The solar power industry — which has created tens of thousands of jobs in recent years — is bracing for a shakeup after President Donald Trump slapped tariffs on imported solar panels and modules.
The impact of the 30 percent tariff remains uncertain. The manufacturers that requested a trade investigation last year say the tariffs give them a fighting chance against foreign competitors. But much of the industry warns that they will push up project costs and make building solar energy farms less attractive.
That could mean slower employment growth in a sector that has expanded at more than 20 percent annually in recent years. There were about 260,000 solar workers in the United States at the end of 2016 — five times the size of the coal mining industry — according to the Solar Foundation's latest annual jobs census.
A slowdown in the deployment of big, utility-scale clean energy projects would come at a time when the White House is promoting planet-warming fossil fuels like coal and backing away from international efforts to fight climate change.
"The fact is that if you put high tariffs on solar panels you're going to kill demand for solar," Abigail Ross Hopper, CEO of the Solar Energy Industries Association, told CNBC in an interview prior to the decision. "We grew our jobs 17 times faster than the rest of the economy."
Imposing tariffs could create as many as 6,400 solar manufacturing positions, but job losses in other parts of the industry would almost certainly exceed those gains, an independent analysis by Bloomberg New Energy Finance performed for Utility Dive found.
Nonmanufacturing jobs account for about 85 percent of the U.S. solar workforce, including electricians, welders and engineers designing and building the solar farms.
These are also well-paying jobs with the median advertised wage for solar installers, electricians and engineers at about $25 to $29 per hour, according to the Solar Foundation.
Source: The Solar Foundation
The tariffs apply to imported solar cells, the individual components that convert light into electricity, and solar modules, or groups of cells.

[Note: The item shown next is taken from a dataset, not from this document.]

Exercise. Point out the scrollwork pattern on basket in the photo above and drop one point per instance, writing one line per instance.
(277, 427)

But other manufacturers in the supply chain could take a hit, said Ross Hopper. Those include U.S. companies that make frames for solar panels, equipment to convert electric currents and trackers that allow arrays to follow the sun throughout the day.
The Trump administration's decision marks the conclusion of a trade case brought last spring by bankrupt solar manufacturer Suniva, and later joined by SolarWorld, a cell maker whose German parent company announced it was insolvent last year. They claimed that a flood of cheap foreign solar cells and modules made it impossible for many U.S.-based manufacturers to compete.
"Over the last 5 years, nearly 30 American solar manufacturers collapsed; today the President is sending a message that American innovation and manufacturing will not be bullied out of existence without a fight," Suniva said in a statement.
The U.S. International Trade Commission, an independent and bipartisan panel, ruled in September that imports from China and elsewhere did indeed cause harm to American companies.
In its decision on Monday, the Office of the U.S. Trade Representative said China used a series of "state incentives, subsidies, and tariffs to dominate the global supply chain" and carve out a leading role in solar cell and module manufacturing.
The Obama administration twice placed tariffs on solar imports from China, but Chinese companies skirted the penalties by moving production to neighboring countries. The Trump administration's tariffs close that loophole by applying tariffs to all solar cell and module imports.
The tariffs announced by the Trump administration on Monday are much lower than the penalties Suniva and Solar World requested. The companies recommended applying a tariff of 25 cents per watt on solar cells and 32 cents per watt on modules.
The tariffs the Trump administration adopted — 30 percent in the first year that the penalty is applied — adds 10-15 cents to imported cells, according to MJ Shiao, head of Americas Research at GTM Research, a green tech analysis firm.
A 10-cents-per-watt tariff could reduce construction of large, utility-scale solar farms by 9 percent, GTM estimates.
The tariff drops by 5 percentage points each year, ending at 15 percent. The tariffs kick in after 2.5 gigawatts of solar cells have been imported. That's roughly equal to the output of 11.5 million solar panels, according to a 2016 estimate by the Department of Energy.